Our entire drive to wine country and back Paul barely paused between his narrative transitions.
“What does this guy do, read encyclopedias in his spare time?” I wondered.
We were now for the first time at a point in our drive where there was nothing to see, besides traffic in front of us and a clump of dirt on the right. “He’s got nothing,” I thought.
Paul breaks the five seconds of silence.
“See that dirt over there?”
“You’ve got to be kidding me,” I thought. “How can he get a story out of this?”
“The Franciscans blazed a trail when they sowed mustard seed in this soil along a 700-mile ancient trail long before El Camino Real roads existed. After winter rains, they would plant mustard seeds that would blossom so they could follow the path of yellow flowers as their road map.”
As we maneuver out of traffic through the suburbs towards a fog-draped Golden Gate Bridge, Paul head spins around at a woman huffing along the roadside trail.

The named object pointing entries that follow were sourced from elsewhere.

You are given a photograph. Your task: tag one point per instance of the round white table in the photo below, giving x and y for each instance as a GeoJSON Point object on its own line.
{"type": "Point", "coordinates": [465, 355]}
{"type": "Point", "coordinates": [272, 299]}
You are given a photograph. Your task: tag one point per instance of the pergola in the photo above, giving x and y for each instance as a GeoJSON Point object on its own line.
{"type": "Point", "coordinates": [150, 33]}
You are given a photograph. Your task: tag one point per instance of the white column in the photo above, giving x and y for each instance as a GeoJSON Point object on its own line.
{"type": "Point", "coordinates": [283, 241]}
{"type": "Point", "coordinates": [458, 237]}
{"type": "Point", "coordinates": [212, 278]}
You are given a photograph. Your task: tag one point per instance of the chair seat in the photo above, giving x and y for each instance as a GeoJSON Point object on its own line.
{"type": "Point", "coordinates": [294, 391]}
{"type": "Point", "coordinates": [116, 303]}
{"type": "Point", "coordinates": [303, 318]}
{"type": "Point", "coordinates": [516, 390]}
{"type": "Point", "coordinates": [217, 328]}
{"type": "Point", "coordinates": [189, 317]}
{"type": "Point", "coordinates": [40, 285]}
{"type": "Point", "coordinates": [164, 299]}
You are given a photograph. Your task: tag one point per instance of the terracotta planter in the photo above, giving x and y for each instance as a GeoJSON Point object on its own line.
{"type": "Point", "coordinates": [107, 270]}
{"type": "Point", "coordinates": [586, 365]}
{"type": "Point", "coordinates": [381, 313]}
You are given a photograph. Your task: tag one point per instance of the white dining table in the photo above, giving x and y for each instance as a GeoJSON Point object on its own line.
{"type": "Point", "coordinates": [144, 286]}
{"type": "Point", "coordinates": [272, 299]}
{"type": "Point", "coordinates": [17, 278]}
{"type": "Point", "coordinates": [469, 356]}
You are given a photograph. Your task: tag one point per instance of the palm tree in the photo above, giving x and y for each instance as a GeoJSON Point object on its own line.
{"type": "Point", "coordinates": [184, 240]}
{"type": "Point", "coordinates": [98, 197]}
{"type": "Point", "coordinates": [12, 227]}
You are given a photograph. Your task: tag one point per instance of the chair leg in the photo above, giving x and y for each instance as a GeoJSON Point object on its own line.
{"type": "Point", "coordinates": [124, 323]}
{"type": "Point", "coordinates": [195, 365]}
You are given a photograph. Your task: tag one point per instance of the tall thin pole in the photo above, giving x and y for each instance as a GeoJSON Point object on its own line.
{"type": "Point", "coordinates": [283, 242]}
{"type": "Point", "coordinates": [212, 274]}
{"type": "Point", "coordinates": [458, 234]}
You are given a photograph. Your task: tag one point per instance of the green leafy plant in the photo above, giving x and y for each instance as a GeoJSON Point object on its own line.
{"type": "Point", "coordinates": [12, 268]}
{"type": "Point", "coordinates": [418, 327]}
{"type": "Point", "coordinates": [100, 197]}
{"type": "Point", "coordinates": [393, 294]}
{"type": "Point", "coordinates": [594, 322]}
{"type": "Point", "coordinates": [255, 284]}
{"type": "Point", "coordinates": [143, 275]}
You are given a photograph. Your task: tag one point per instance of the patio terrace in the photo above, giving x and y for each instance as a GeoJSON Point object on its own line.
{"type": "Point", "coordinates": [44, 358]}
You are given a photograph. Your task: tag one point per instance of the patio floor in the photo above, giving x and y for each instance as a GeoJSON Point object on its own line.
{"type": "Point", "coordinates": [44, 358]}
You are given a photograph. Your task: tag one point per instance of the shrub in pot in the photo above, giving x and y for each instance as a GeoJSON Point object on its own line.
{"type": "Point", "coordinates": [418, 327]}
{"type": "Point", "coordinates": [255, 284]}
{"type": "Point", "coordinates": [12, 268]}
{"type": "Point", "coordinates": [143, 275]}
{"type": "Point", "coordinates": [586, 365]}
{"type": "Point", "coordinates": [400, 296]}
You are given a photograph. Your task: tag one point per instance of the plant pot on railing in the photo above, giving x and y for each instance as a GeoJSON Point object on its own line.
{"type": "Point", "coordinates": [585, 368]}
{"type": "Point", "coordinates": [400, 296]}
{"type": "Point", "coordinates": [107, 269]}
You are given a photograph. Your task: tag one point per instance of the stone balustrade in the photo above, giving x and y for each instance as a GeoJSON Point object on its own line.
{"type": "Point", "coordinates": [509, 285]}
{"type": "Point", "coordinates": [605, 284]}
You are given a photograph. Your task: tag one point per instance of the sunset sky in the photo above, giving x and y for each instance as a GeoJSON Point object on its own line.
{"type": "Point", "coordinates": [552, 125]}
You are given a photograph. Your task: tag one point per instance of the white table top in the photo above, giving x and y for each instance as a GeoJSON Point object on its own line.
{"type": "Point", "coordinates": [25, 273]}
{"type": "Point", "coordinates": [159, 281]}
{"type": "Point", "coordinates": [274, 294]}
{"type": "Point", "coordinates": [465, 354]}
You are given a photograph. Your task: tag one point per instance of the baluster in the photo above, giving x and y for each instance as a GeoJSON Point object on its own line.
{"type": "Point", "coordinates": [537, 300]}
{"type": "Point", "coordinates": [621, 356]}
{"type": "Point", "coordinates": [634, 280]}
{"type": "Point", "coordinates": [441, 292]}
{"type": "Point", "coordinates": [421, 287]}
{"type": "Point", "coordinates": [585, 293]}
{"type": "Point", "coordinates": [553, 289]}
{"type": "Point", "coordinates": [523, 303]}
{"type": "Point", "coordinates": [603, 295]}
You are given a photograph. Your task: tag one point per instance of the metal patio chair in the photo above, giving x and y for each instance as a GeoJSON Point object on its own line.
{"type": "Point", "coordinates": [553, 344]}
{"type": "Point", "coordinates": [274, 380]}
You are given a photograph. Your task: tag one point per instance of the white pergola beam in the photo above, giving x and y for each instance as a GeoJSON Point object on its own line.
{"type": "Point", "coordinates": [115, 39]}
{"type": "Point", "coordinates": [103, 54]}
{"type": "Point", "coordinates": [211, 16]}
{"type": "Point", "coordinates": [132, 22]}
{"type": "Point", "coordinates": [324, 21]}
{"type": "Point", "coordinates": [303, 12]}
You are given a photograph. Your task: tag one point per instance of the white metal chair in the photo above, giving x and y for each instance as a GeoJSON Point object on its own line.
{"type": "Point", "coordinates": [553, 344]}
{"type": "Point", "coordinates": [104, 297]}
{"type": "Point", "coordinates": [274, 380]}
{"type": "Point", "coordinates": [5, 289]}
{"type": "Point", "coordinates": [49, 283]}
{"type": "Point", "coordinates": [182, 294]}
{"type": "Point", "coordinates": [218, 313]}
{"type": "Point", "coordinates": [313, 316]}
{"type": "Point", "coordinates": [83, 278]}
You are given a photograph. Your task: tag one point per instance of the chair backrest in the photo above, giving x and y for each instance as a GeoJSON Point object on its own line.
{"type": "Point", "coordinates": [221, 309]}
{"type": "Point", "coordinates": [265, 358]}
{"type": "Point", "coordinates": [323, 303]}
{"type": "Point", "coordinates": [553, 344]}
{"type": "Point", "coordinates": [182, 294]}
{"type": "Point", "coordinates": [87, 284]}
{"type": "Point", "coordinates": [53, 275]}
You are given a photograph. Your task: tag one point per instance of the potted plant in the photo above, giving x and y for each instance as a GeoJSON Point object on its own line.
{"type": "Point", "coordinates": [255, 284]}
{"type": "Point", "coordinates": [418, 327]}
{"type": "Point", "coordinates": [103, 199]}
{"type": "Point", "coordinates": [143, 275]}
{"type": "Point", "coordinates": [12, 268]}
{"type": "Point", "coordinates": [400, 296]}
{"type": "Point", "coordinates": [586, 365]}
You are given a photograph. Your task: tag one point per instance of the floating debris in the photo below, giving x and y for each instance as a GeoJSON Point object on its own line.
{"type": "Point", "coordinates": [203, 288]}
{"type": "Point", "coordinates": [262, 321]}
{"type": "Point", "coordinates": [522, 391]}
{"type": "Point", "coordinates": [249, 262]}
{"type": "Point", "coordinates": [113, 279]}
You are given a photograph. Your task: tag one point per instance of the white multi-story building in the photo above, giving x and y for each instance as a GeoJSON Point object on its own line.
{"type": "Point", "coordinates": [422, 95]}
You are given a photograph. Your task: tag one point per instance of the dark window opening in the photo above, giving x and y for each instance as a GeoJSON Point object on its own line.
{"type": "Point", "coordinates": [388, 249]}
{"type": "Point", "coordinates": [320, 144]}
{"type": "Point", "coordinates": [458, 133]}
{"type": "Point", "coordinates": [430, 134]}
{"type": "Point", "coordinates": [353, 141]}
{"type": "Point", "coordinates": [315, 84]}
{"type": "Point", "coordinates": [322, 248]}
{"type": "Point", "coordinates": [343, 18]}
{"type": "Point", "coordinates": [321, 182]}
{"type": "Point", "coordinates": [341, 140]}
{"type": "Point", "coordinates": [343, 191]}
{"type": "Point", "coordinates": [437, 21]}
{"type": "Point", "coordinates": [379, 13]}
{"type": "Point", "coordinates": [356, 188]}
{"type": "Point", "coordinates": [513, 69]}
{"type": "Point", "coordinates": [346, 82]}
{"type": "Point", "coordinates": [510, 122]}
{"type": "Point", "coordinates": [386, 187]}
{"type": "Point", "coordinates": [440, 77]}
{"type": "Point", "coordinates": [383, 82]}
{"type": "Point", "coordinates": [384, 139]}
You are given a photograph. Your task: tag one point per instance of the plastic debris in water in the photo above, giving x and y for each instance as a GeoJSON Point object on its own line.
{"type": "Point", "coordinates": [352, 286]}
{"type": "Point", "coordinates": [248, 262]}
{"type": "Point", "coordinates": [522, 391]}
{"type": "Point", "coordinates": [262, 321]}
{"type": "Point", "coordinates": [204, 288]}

“Look kids! There’s a spandex runner earning $100,000-$200,000 per year. Running on that asphalt. Doctors tell you not good."
He then cranks his wheel out of the traffic.
We pass by of colorful two and three-story houses of Pacific Heights hugging the bay. “You’ll find nothing under $10 million here…the state’s economy is the sixth richest on the planet” Paul laughs, then adds, “Location, location, location.”
Our van parks. “Okay, kids, we’re here!” Paul shouts gleefully, cranking open the doors and bouncing down the steps.
We step out into the cool, San Francisco breeze. Directly in front of us, the bright orange Golden Gate Bridge is misted in fog.
“You won’t find this kind of setting on any other tour,” I hear a passenger say.
I know what they’re talking about. On my last wine country tour from San Francisco with a different tour company, we stopped at the official tourist viewing location overlooking the Golden Gate Bridge. But the viewing location is set up so you’re facing one end of the bridge for a kind of vertical, close-up view of the edge. Here, we had a full panoramic view across the water of the massive steel monument that symbolized San Francisco.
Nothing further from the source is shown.